Some people use iCloud for email, calendar and storage so for them I imagine losing access to Apple ID would be just as bad.

Yeah, and to stress the point: this is not "can't send vacation pictures to my grandma" bad, this is "might lose my company/my job and my house" bad, as everything else in life treats one's email (and increasingly, app 2FA) as infallible backup.
Apple lets you return anything, opened and used, within 14 days.
Apple doesn’t really “let”, the law demands.
Interesting, is that in the US? I’ve never heard of that being required by law in the UK. I think it’s just an Apple thing here. I mean we obviously have laws about refunds etc but I don’t think we have any law saying you can open any product and start using it and then return it even if you have no complaint with it.
There is no uniform law. In the EU most countries have this type of laws but they all vary in the duration and scope. In the US is more or less similar as it varies by state and many don't have any laws regarding this.

But even the more permissive laws have many exceptions, like not applying to perishable goods, underwear, lipstick, etc. and it's heavily tilted for unused products or very light us that doesn't affect the value of the product when re-sold.

When the product doesn't work like in the case of this Apple situation, it's not even a question. As long as the hardware is not damaged and everything is return, "the law" completely sides with the consumer.

They do eat the restocking fee that others would charge, taking the haircut on refurb sales
What are the odds of having this experience? Shouldn’t they affect your behavior?
What's your recommendation? Try it 1000 times to get statistics?

Likelihood should affect your behavior in the same way it affects whether it actually happens and it did.

"Fool me once..."

One in a thousand wouldn't yield anything. Because it's such an unusual experience (just a few of these happening around the same time would create a news cycle), one in ten million is probably closer since there are around a billion active Apple accounts.

That's similar to the odds of dying in a non-Boeing plane ride. Even if the odds were one in a million, that's about the odds of being struck by lightning over a lifetime.

I'd think someone returning a phone over this was regretting the switch for other reasons. It's fine to keep using Android.

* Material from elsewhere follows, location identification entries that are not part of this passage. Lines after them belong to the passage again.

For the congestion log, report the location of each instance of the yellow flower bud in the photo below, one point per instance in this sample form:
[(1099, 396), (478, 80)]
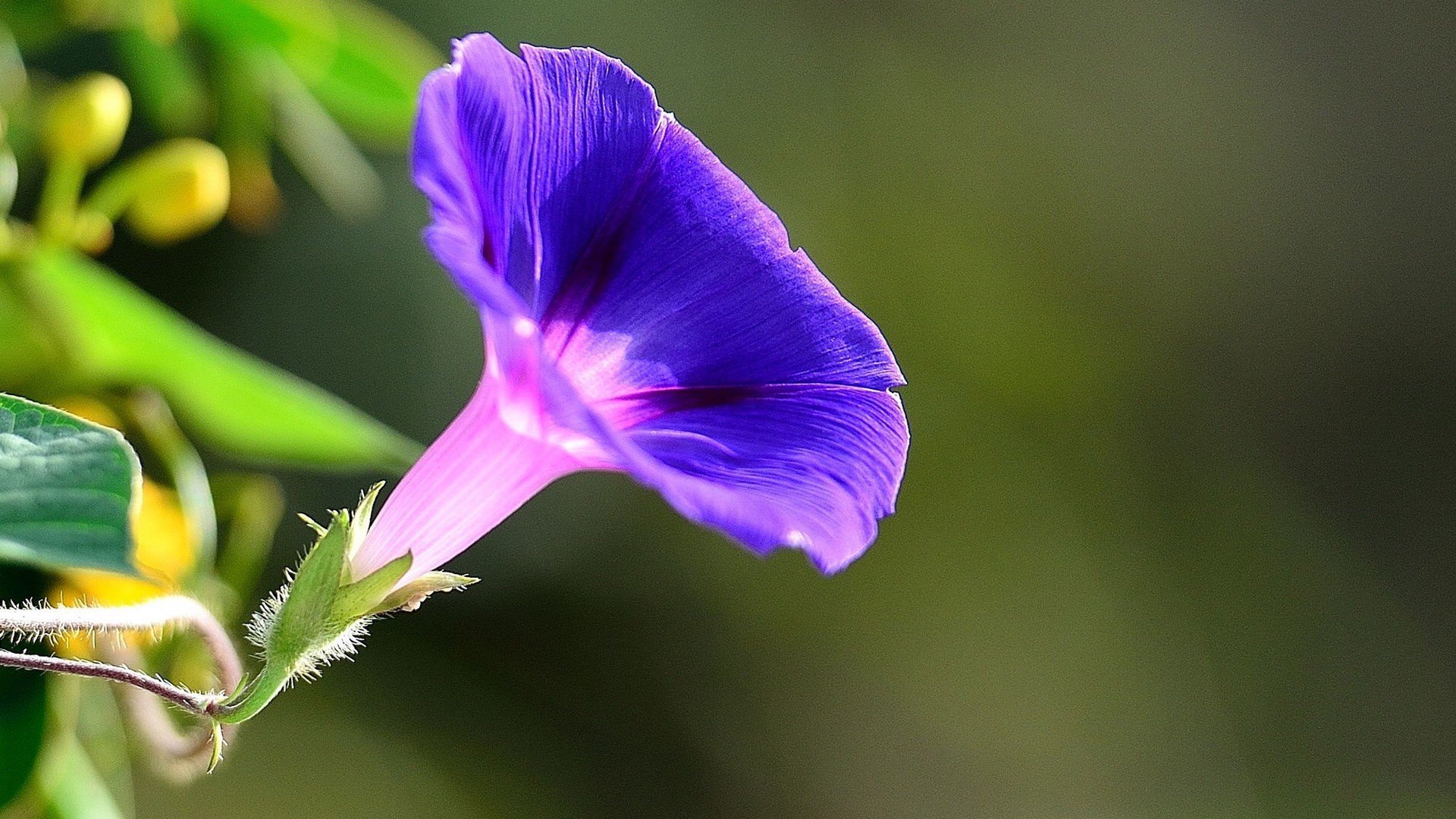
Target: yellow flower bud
[(182, 188), (92, 232), (86, 120)]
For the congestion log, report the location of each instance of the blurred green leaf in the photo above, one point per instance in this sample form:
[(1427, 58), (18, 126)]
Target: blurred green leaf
[(229, 400), (303, 621), (22, 701), (373, 80), (66, 488), (165, 82), (33, 22)]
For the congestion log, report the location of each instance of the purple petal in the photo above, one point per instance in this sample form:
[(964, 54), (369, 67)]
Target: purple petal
[(642, 302), (482, 468)]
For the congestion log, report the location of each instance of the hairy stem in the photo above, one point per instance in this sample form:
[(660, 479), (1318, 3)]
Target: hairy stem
[(152, 615)]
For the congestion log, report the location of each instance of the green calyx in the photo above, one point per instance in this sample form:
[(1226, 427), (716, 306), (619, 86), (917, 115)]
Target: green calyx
[(324, 614)]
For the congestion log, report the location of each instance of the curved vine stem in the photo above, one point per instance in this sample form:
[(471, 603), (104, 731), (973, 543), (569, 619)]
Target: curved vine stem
[(184, 754)]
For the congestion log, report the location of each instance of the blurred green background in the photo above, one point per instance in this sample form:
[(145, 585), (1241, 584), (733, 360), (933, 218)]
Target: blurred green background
[(1172, 287)]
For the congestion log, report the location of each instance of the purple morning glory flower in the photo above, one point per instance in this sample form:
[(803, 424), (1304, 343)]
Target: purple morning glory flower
[(644, 312)]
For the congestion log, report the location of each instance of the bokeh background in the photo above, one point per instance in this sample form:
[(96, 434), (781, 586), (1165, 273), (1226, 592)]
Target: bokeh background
[(1172, 286)]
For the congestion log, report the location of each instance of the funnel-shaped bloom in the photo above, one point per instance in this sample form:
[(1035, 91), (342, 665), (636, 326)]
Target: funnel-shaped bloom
[(642, 312)]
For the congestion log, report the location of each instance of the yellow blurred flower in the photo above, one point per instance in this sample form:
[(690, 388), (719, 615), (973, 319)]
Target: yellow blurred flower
[(164, 548)]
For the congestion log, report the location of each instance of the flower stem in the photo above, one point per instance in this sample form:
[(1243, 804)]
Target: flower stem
[(200, 704), (256, 695), (152, 615)]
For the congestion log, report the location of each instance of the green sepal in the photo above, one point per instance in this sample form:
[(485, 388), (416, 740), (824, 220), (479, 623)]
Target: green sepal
[(115, 334), (363, 598), (408, 596), (303, 621)]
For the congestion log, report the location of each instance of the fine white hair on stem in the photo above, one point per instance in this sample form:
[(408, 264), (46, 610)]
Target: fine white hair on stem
[(181, 755)]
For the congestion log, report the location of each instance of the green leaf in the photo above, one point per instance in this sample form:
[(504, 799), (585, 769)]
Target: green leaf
[(67, 488), (229, 400), (360, 599), (165, 82), (22, 701), (22, 352), (360, 63)]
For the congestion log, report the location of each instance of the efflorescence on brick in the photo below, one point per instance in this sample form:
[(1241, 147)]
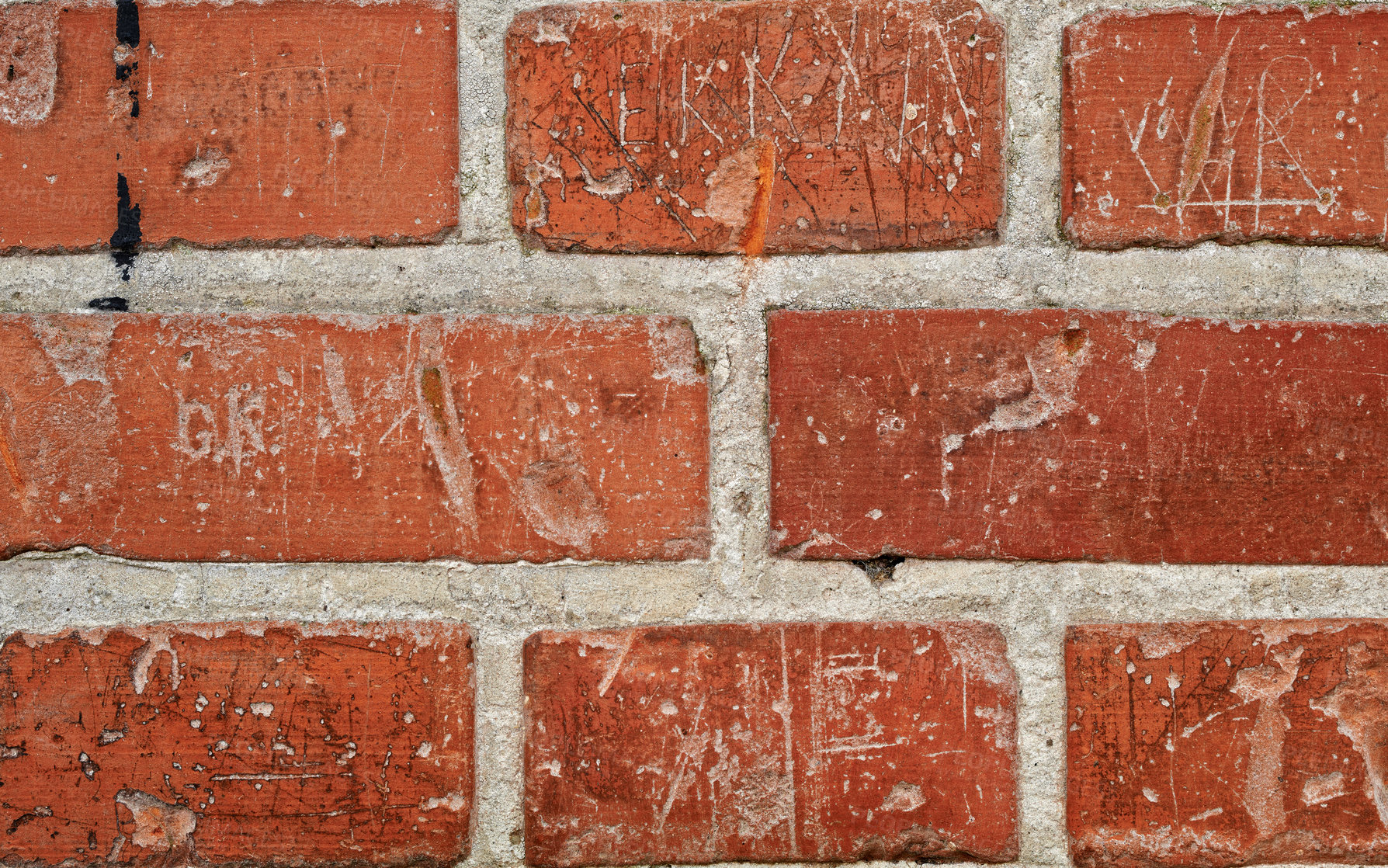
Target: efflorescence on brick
[(288, 438), (1067, 435), (1237, 124), (228, 124), (755, 127), (236, 743), (1227, 743), (782, 742)]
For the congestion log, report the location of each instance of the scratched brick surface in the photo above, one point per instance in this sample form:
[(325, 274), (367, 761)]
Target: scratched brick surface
[(1240, 124), (353, 438), (750, 127), (241, 123), (789, 742), (1227, 743), (235, 743), (1062, 435)]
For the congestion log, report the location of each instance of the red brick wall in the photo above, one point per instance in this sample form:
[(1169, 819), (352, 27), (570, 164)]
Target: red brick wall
[(685, 432)]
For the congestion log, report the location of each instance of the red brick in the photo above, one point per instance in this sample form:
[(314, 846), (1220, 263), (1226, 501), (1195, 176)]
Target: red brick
[(757, 127), (238, 743), (1227, 743), (353, 438), (1240, 124), (1062, 435), (786, 742), (257, 123)]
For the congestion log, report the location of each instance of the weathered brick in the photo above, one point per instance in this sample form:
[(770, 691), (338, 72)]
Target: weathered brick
[(757, 127), (353, 438), (1062, 435), (786, 742), (241, 123), (1234, 124), (238, 743), (1227, 743)]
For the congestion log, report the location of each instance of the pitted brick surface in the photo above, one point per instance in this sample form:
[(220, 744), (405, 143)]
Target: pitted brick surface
[(783, 742), (757, 127), (1238, 124), (238, 743), (1077, 435), (289, 438), (1227, 743)]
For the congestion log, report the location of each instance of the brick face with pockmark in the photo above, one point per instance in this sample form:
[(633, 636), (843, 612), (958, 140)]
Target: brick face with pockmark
[(1227, 743), (771, 743), (293, 438), (1077, 435), (1238, 124), (217, 124), (238, 743), (755, 127)]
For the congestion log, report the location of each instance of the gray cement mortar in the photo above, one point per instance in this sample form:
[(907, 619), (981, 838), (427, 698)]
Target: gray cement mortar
[(484, 269)]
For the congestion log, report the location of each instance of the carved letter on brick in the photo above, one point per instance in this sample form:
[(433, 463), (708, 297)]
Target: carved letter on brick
[(747, 127), (1238, 124), (782, 743), (238, 743), (1229, 743), (1064, 435), (353, 438), (228, 123)]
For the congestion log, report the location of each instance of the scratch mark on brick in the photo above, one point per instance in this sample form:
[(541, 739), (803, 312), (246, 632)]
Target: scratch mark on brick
[(28, 63), (336, 375), (616, 663), (1359, 706), (144, 658), (6, 452), (740, 190), (1266, 685), (443, 432), (1201, 130)]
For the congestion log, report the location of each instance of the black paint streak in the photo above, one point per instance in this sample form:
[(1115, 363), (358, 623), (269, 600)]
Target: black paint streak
[(128, 35), (127, 236), (128, 23), (879, 570)]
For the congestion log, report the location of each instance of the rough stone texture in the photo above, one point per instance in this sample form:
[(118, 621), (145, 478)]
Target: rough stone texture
[(1255, 123), (785, 742), (1229, 742), (28, 63), (239, 123), (757, 127), (57, 167), (339, 439), (484, 269), (232, 743), (1077, 435)]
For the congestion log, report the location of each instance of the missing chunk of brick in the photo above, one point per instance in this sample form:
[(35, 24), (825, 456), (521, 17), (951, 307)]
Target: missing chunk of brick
[(125, 241), (880, 568), (28, 63)]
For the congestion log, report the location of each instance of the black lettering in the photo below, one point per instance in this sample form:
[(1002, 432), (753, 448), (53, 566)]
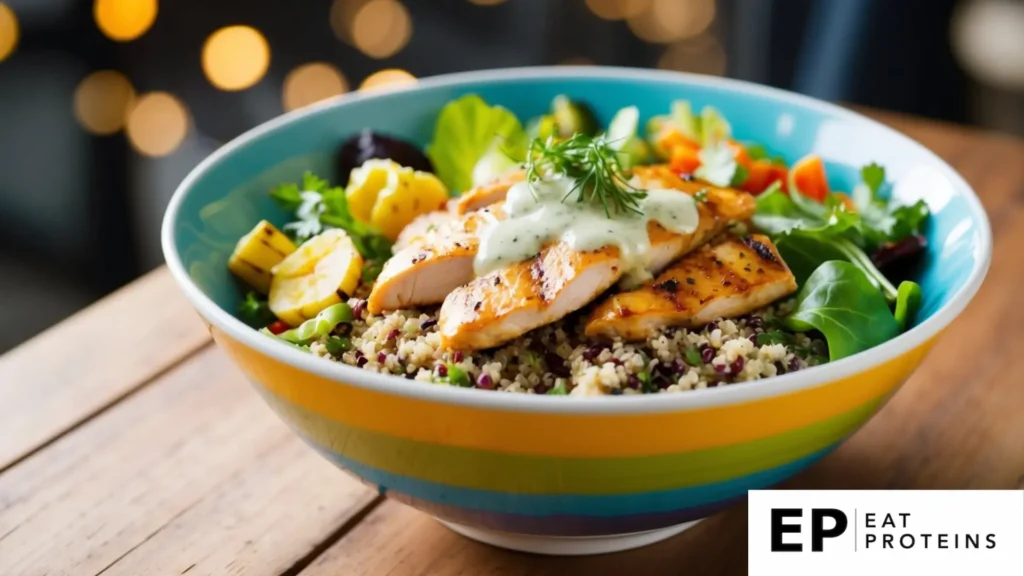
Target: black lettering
[(778, 528), (818, 532)]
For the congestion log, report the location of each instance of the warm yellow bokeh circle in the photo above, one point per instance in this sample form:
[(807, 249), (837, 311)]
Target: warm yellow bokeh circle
[(102, 100), (124, 19), (236, 57), (8, 31), (158, 124)]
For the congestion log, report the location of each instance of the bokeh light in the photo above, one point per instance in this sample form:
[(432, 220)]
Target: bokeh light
[(311, 83), (342, 14), (157, 124), (701, 54), (124, 19), (236, 57), (102, 100), (8, 31), (671, 21), (387, 80), (381, 28), (619, 9)]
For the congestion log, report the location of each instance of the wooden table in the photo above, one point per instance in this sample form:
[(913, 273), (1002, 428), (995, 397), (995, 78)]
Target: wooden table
[(129, 445)]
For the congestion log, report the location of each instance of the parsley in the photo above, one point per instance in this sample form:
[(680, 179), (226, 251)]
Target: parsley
[(595, 166), (718, 165), (316, 206), (254, 311), (558, 388), (739, 176)]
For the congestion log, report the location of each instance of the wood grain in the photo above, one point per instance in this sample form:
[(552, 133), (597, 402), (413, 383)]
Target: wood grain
[(193, 474), (75, 370), (955, 424)]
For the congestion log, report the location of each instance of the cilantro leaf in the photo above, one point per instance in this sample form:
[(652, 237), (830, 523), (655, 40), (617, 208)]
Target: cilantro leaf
[(718, 164), (316, 205), (739, 176), (873, 176), (255, 312)]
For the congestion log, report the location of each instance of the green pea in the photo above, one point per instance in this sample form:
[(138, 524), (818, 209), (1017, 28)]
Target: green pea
[(559, 387), (458, 377), (320, 326), (336, 345)]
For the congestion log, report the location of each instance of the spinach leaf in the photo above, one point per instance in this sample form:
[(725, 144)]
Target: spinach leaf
[(907, 301), (840, 301)]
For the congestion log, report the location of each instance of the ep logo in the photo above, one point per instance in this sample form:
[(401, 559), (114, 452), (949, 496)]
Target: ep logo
[(824, 523)]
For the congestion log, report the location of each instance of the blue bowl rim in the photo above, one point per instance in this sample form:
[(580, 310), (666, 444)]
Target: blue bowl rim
[(691, 400)]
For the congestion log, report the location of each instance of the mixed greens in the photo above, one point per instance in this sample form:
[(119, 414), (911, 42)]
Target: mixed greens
[(835, 244)]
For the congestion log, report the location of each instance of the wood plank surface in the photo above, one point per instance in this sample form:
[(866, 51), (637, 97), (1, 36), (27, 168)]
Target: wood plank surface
[(78, 368), (163, 460), (193, 474), (955, 424)]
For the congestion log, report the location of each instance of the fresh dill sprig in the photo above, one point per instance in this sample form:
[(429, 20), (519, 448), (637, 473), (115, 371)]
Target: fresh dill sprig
[(593, 165)]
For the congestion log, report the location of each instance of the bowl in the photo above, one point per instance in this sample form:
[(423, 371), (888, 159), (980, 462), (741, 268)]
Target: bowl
[(566, 475)]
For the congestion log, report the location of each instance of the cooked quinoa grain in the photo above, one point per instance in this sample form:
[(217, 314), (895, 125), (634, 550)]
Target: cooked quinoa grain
[(557, 359)]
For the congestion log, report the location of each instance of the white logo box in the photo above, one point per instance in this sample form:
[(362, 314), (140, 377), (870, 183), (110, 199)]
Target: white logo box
[(955, 532)]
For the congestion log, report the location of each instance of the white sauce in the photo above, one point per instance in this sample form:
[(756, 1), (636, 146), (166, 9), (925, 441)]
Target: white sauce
[(537, 215)]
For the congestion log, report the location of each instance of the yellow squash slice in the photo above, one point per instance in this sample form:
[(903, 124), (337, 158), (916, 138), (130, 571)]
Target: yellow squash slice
[(323, 272), (257, 253)]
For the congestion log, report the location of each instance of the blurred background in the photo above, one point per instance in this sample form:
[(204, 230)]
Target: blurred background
[(105, 105)]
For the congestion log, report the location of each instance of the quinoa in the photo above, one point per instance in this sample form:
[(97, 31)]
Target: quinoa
[(558, 359)]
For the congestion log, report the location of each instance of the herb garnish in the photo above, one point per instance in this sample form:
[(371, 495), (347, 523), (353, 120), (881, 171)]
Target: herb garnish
[(318, 205), (593, 164)]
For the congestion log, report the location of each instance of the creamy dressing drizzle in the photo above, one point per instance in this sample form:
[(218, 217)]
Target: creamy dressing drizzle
[(538, 216)]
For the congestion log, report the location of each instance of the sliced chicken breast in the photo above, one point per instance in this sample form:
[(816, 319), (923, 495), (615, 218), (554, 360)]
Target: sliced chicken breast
[(425, 227), (430, 265), (725, 280), (491, 193), (506, 303)]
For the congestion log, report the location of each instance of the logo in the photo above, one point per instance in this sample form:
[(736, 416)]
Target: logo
[(886, 532), (818, 530)]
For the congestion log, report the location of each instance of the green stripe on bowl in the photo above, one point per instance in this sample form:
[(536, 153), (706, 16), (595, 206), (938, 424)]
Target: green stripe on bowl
[(540, 475)]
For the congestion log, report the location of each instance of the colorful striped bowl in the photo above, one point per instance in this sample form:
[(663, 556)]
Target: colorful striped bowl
[(564, 475)]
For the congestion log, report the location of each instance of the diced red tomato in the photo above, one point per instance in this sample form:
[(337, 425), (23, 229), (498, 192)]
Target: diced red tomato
[(808, 176), (684, 160), (278, 327), (670, 139)]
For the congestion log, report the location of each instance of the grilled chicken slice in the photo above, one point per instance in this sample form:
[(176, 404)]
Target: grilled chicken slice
[(726, 280), (506, 303), (425, 227), (426, 268), (431, 265), (488, 194)]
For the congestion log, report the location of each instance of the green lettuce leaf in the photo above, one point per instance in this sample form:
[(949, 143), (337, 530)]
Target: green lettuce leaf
[(465, 132)]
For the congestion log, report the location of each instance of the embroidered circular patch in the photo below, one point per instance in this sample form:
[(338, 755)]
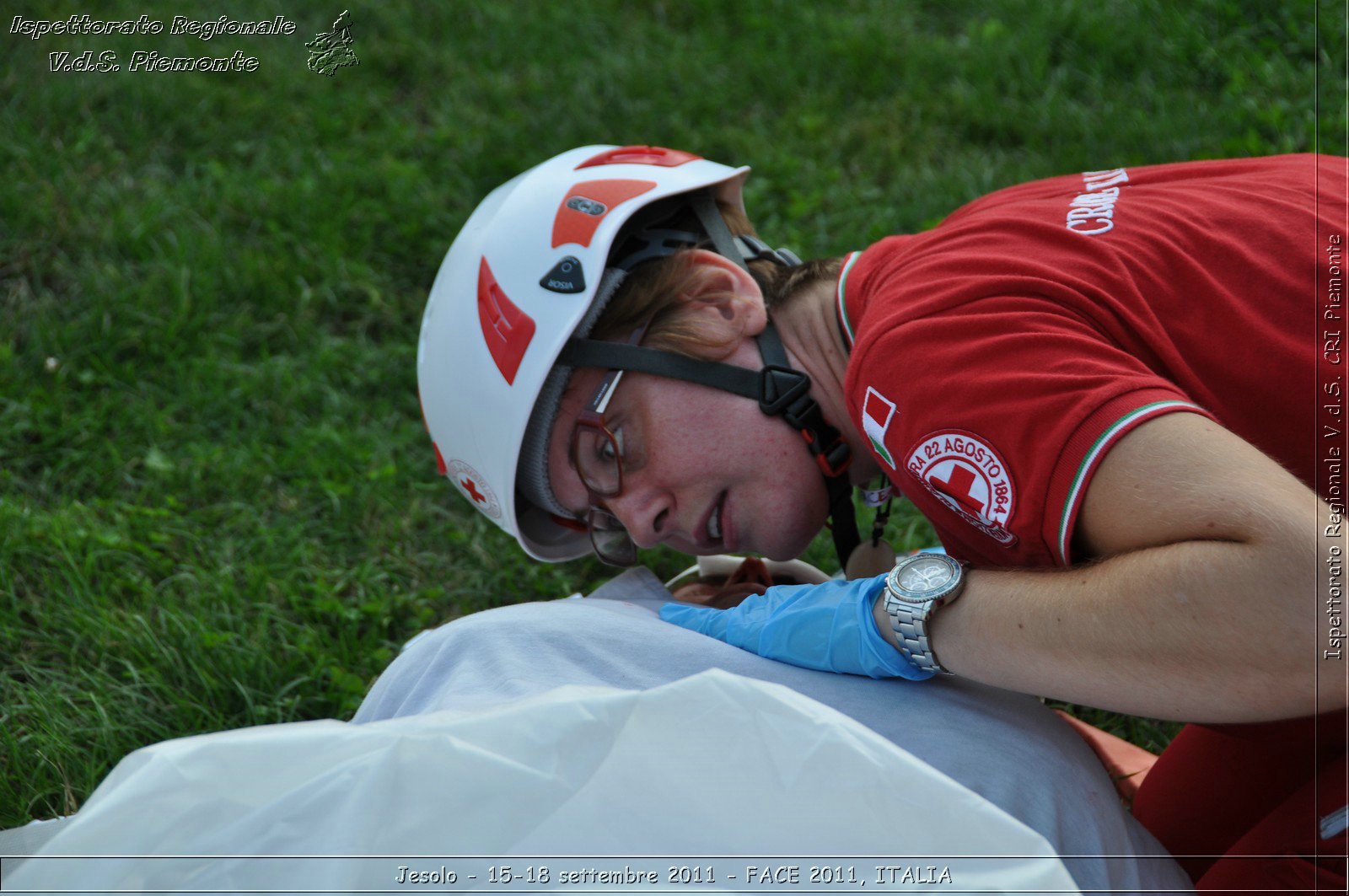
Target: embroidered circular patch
[(474, 487), (969, 476)]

This is a reasonable point of view I guess. But there's not really a reliable way for the consumer to get the real probability. If it happened to me, it's likely enough to consider. Maybe there's a hidden variable about my usage pattern that makes it more likely. Since it's totally opaque, there's no way to know.
Sure, if actually happens to someone, they're rightfully not risking it again. If for no other reason, it'd be likely that a fresh account would be detected and associated with the old one. Plus, whatever unusual situation of yours triggered the ban, such as border crossing or how you route your Internet traffic, would probably still apply. (I'm not saying someone is doing the wrong thing if those things are the case for them.)